The modified processes significantly improved the culture longevity and viability profiles, making them suitable for manufacturing (Figure 1b).

Case 3: Cell lines expressing the same mAb developed using different technology

Two cloning technologies, 1 and 2 were used to develop clones expressing the same mAb. The major differences in the technologies were i) host cell lines ii) design of vector and its mechanism in the genome. Both cell lines were run with the same platform process and a two-fold difference in cell count was observed between them (Figure 1c). The lactate levels were also markedly different (Figure 1d), possibly indicating differences in nutrient metabolism. The lactate differences also reflected in the pH profiles.

Case 1: The use of platform process enabled accelerated PD from cell culture perspective. However, accommodating the specific PQ requirements resulted in extended process development, affecting timelines.

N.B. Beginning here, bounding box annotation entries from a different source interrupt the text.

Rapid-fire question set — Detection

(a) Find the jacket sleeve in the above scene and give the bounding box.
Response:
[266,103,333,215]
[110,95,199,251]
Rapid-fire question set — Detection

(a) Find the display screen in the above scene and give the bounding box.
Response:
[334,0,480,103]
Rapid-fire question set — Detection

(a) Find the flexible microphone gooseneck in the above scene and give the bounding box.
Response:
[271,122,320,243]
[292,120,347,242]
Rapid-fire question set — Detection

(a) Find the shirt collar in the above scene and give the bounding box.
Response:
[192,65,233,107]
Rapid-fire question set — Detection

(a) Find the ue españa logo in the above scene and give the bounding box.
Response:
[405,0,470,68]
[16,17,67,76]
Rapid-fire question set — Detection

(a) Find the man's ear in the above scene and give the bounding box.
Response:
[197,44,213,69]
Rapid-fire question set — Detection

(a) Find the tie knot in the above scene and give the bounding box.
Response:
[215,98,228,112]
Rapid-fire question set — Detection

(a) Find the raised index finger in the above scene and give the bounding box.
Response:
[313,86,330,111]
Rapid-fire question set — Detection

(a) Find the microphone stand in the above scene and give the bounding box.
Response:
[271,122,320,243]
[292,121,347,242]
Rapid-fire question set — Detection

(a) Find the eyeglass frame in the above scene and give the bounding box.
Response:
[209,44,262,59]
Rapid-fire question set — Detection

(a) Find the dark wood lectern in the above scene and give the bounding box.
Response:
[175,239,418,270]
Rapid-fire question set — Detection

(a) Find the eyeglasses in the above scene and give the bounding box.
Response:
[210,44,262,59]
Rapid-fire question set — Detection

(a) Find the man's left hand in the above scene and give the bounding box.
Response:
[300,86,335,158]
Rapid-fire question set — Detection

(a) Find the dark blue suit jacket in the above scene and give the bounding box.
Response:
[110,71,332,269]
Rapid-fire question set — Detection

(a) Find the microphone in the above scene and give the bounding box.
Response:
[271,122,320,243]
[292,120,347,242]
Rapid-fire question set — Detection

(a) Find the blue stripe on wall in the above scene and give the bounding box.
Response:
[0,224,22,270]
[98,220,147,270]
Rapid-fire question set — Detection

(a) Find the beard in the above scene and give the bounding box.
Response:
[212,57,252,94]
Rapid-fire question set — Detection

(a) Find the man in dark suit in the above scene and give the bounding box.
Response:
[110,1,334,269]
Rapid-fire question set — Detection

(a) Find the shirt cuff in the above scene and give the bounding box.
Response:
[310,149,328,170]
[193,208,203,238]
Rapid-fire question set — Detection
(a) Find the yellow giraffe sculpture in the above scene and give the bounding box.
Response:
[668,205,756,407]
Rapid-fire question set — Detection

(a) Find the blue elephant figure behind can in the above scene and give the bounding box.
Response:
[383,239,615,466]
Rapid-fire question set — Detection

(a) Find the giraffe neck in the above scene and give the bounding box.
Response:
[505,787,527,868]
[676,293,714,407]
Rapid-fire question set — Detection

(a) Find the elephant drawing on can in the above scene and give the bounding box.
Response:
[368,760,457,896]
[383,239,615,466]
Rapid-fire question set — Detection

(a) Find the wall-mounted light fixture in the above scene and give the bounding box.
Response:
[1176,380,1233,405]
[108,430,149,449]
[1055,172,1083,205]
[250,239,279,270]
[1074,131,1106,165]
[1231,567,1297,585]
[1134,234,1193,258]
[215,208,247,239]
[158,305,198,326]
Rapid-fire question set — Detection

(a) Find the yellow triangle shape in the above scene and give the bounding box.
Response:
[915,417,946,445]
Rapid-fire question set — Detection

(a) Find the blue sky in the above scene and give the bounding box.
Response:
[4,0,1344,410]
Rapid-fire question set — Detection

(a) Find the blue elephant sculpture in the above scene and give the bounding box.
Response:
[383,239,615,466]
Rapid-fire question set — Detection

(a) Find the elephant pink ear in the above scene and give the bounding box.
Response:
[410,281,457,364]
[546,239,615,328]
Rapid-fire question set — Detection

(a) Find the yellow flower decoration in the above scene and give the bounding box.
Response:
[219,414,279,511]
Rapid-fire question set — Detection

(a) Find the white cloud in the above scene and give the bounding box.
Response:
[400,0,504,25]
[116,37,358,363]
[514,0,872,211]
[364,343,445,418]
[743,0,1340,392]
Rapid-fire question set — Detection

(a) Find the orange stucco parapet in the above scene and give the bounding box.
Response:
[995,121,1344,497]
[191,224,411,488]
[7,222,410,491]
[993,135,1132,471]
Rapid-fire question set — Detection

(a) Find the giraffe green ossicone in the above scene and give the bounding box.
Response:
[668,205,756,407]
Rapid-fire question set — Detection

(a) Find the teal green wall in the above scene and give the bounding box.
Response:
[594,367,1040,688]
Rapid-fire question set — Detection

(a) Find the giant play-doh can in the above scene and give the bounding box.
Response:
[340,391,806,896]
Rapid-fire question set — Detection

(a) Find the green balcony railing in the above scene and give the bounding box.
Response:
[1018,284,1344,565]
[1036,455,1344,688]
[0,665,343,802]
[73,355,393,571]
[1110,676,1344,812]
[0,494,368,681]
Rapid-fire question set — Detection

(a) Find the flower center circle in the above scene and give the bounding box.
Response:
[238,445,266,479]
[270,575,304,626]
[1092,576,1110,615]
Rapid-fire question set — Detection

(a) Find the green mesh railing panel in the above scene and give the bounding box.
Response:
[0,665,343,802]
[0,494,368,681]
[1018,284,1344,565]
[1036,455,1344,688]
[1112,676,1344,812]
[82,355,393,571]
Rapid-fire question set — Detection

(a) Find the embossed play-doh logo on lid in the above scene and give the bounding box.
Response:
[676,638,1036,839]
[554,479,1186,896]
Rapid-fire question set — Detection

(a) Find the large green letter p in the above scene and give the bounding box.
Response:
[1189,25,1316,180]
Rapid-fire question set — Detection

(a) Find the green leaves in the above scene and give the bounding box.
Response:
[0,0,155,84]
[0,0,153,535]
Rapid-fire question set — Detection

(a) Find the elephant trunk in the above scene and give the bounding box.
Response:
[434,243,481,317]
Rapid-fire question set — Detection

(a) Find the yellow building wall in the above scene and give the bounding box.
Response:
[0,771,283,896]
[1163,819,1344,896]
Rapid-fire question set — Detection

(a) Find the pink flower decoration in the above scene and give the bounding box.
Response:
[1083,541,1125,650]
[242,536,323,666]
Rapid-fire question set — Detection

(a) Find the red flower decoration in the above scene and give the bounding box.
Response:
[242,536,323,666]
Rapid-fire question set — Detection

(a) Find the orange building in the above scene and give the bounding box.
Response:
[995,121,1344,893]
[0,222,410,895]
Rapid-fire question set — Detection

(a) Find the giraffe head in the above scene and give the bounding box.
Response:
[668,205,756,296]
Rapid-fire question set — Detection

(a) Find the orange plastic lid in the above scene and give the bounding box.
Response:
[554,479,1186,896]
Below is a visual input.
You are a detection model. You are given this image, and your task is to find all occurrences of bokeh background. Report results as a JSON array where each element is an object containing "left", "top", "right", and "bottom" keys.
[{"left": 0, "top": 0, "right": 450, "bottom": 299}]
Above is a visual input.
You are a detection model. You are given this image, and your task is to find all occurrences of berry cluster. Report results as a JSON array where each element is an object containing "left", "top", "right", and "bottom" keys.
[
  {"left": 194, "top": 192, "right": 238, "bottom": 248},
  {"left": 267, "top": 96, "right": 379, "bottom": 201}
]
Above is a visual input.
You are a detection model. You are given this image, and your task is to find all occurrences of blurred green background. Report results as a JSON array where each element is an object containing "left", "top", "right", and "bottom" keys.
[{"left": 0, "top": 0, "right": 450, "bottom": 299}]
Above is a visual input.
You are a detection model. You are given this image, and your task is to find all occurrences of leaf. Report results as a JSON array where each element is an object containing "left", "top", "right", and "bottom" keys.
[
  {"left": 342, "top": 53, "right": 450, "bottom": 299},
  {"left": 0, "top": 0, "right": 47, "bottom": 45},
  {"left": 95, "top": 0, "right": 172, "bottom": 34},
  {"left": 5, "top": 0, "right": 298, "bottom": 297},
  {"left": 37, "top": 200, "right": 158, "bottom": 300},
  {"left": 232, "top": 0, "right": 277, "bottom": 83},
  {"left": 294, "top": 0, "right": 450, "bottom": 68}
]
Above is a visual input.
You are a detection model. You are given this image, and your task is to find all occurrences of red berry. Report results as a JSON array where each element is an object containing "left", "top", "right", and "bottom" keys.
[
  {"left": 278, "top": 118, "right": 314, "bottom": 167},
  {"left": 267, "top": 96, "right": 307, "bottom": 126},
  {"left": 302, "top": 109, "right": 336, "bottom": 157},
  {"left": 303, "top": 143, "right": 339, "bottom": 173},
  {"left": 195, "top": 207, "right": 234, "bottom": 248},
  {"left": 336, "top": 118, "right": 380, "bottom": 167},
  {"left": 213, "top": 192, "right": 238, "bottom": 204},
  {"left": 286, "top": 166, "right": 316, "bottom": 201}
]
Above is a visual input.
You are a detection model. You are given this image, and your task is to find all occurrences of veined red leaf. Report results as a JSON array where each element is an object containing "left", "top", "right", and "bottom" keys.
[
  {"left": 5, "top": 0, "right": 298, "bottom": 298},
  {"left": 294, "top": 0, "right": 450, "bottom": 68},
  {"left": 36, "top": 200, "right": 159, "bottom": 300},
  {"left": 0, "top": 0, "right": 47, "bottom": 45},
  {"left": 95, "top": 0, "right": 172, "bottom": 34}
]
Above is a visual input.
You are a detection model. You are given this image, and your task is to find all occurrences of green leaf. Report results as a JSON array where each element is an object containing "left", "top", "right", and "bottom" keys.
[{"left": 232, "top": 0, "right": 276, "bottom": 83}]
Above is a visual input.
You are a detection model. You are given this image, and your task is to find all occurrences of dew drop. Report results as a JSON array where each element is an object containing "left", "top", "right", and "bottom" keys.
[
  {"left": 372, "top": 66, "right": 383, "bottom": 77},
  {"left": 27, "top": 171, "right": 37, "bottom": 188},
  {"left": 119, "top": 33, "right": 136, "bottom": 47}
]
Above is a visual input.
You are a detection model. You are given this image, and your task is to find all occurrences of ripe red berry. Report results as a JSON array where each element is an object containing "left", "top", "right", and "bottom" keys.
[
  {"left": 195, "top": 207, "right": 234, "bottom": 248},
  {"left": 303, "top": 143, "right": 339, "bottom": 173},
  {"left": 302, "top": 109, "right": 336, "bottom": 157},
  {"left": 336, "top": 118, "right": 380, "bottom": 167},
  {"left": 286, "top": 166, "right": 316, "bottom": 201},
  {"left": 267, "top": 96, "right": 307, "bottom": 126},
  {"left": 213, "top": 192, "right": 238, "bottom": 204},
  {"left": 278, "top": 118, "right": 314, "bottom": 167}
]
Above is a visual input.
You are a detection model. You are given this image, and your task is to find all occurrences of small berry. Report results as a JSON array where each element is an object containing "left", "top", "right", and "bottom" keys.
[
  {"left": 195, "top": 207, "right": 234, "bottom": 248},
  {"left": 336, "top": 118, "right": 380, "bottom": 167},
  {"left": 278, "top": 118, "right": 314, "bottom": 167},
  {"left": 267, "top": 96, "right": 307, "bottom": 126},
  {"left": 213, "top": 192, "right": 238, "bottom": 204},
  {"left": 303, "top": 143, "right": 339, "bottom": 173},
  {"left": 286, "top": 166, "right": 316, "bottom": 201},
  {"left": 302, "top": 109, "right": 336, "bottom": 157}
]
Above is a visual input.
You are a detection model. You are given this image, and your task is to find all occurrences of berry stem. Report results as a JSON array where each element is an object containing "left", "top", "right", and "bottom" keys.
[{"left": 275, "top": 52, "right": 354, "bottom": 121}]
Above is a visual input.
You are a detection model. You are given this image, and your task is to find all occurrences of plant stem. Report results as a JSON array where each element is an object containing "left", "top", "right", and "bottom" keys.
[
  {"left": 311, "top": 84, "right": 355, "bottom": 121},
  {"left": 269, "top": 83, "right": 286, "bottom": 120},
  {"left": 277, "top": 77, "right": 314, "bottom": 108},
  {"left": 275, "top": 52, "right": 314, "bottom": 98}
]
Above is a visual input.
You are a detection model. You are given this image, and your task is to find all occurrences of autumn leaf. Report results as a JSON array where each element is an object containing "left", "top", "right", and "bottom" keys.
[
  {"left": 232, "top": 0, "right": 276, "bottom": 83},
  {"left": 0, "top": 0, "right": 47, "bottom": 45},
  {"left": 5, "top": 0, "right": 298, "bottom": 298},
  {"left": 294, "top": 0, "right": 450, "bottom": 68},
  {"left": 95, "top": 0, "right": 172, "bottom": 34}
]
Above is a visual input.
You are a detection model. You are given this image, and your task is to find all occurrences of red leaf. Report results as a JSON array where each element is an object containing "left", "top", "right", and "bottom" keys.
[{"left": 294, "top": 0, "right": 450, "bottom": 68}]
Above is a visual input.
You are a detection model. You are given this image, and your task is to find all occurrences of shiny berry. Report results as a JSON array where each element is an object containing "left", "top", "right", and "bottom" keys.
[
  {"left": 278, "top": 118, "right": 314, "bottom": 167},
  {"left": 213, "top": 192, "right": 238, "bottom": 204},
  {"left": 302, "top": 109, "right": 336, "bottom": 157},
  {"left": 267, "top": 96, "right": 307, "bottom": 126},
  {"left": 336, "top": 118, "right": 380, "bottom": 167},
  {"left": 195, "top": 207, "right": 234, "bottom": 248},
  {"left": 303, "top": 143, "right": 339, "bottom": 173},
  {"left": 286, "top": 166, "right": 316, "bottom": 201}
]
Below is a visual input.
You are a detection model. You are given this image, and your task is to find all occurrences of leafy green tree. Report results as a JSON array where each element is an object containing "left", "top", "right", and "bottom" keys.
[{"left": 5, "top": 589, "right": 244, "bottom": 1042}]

Case 2: Change in clone selection criteria was observed to significantly impact culture performance while applying platform process. This almost resulted in rejection of these clones, thus extending PD timelines. This was prevented by modifying the platform process.

Case 3: Clones developed using different cloning technologies when run with the platform process resulted in different cell culture and PQ profiles. Therefore, the type of cloning technique forms an integral part of the platform process.

Though platform process was not suitable in most of the cases discussed here, it still offers advantages like expedited project timelines and established work flows. These benefits were achieved by establishing four versions of the platform process to meet the varied cell culture and PQ requirements. Based on the cell line characteristics and target PQ profiles, the appropriate version is chosen to initiate PD. These versions retained the major advantages of the platform process such as having common media and feeds with only changes in their concentrations and set point of main process parameters to achieve desired PQ.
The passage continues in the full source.